The Basset family (after whom the village was named) had first built a timber-framed house in the 13th-century. By 1553, the new owner of the manor, Sir John Mervyn (d. 1566) rebuilt the house using a reported 260 oaks, which gives some indication of the size of the house. It was still standing in 1659 and was recorded as being on a U-shaped plan, open to the south east. In 1663, the house and estate were sold to Sir John Weld, of the ancient Dorset family. He made significant changes, spending the colossal sum of £10,000 between 1663-1672 to build the sides up to 130ft and 110ft to create a large rectangle and to then cover over the courtyard. Originally, the house was in a soft, white stone but this renewed in brick in 1814, with the rest of the house following in the late 19th-century, during which it also gained the battlements.

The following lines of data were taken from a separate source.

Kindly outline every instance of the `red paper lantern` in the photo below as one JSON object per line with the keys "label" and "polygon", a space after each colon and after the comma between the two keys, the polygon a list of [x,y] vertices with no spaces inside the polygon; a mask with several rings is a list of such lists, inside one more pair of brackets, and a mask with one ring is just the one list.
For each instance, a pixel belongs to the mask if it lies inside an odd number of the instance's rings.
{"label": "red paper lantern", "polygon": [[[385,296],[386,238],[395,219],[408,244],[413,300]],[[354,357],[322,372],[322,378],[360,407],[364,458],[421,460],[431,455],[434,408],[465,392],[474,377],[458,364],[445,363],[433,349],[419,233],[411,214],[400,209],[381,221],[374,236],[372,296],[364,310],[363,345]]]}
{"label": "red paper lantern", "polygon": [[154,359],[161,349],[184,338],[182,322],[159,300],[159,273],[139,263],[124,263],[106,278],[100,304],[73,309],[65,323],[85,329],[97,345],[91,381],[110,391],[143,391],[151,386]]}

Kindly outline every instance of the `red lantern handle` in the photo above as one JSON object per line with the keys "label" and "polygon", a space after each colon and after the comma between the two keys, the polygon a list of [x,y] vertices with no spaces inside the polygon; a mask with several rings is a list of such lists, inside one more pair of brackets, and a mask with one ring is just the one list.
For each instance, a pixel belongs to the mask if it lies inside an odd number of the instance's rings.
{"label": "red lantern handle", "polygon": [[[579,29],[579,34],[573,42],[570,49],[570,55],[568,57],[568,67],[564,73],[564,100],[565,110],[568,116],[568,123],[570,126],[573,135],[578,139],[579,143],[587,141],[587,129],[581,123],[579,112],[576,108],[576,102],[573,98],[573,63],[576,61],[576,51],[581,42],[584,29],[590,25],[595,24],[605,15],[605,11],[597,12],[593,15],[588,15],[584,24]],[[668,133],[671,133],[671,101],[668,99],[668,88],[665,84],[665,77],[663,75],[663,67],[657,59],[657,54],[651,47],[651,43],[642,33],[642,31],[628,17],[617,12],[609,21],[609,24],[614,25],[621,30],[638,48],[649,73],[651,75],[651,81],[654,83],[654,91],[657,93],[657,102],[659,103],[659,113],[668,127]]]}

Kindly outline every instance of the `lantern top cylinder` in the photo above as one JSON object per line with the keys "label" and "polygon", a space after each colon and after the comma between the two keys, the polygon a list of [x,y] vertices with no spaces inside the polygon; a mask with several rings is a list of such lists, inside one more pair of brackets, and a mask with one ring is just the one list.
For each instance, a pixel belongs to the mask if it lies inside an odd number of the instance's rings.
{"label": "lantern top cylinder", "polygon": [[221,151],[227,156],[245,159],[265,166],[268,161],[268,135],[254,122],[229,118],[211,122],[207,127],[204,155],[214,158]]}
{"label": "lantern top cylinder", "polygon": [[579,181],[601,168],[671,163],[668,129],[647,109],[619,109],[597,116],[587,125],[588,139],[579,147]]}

Sir John also added the distinctive corner turrets; a stylistic device which echoed the form of a castle which bears some similarity to the Weld family’s main country seat, Lulworth Castle in Dorset,. This was built as a hunting lodge in 1610 by Thomas Howard, 3rd Lord Bindon, and bought by Humphrey Weld (John’s elder brother) in 1641, but sadly gutted in a devastating fire in 1929. As Humphrey Weld died (in 1684) without a male heir, Lulworth Castle passed to John’s son William who seems to have chosen it as his family seat and sold Compton Bassett in 1700.
The house passed through various owners until it was inherited by George Walker Heneage (d. 1875) who, by 1828 had established an estate covering 1,813 acres in the area. It was Walker Heneage’s grandson, Godfrey, who eventually inherited the estate in 1901 but then sold it in 1918 to the Co-Operative Wholesale Society who sold it again in 1929. It was bought by one E.G. Harding who then parcelled up the estate and sold it off piecemeal.
That period was a dark time for the country house in the UK with many being demolished. The house was bought by Captain Sir Guy Benson who sadly decided that he would rather live in the stables and so this wonderful house was levelled in the early 1930s and the stables converted in 1935 into the new Compton Bassett House. Unlike other successful conversions of stables, this one was obviously designed as a functional building and lacked the grace of so many of the stable buildings we can still see today and so did not lend itself to being the main house. Not that it has stopped various owners over the years trying.
The latest project was started in 1998 by the then owner Paul Cripps and was to take six months and cost £500,000 but ended up taking three years and costing £3m. The house was then launched on the property market in 2007 at an eye-watering £8.5m (no doubt to try and recover some of the lavish overspending on the interior) for the house plus 71-acres. After languishing for many months Robbie finally bought it for £8.1m but never really settled here, preferring his life in the US. So now it is back on the market with Savills (but not listed on their website) for a reported asking price of £7.5m – but once you factor in all the costs involved from buying and selling, Robbie should be about a million down from when he bought it. This also assumes he’d get that price – losses could rise if, remarkably, there was someone else out there who liked the look of the house but decided that it was still too expensive and drove the price down further. To be honest, when compared with some of the other properties Savills have available in Wiltshire for around £6m (e.g. Langley House or Midway Manor) why anyone would chose this one is beyond me.
n.b. the interior and floor plans can be seen in this article in Variety magazine in 2013 when it was again on the market for £5.5m: In Case You Missed It: Robbie Williams
*Update* 2010 Savills have added Compton Bassett to their website so if you have £7.5m and really feel that this house is the best way to spend it, then have a look at the details: Savills: Compton Bassett
*Update* February 2021
So, it turns out that Mr Williams was not able to sell the house in 2010 or 2013 or 2016 when it was variously reporting as being relisted. Again, in 2021, there is renewed interest as he plans to move with his family to a new house in Switzerland and has no plans to stay in a house he (and his daughter) now feel is ‘creepy’.
25/02/2021: article updated with further details on the history of the house and the current situation regarding Mr Williams.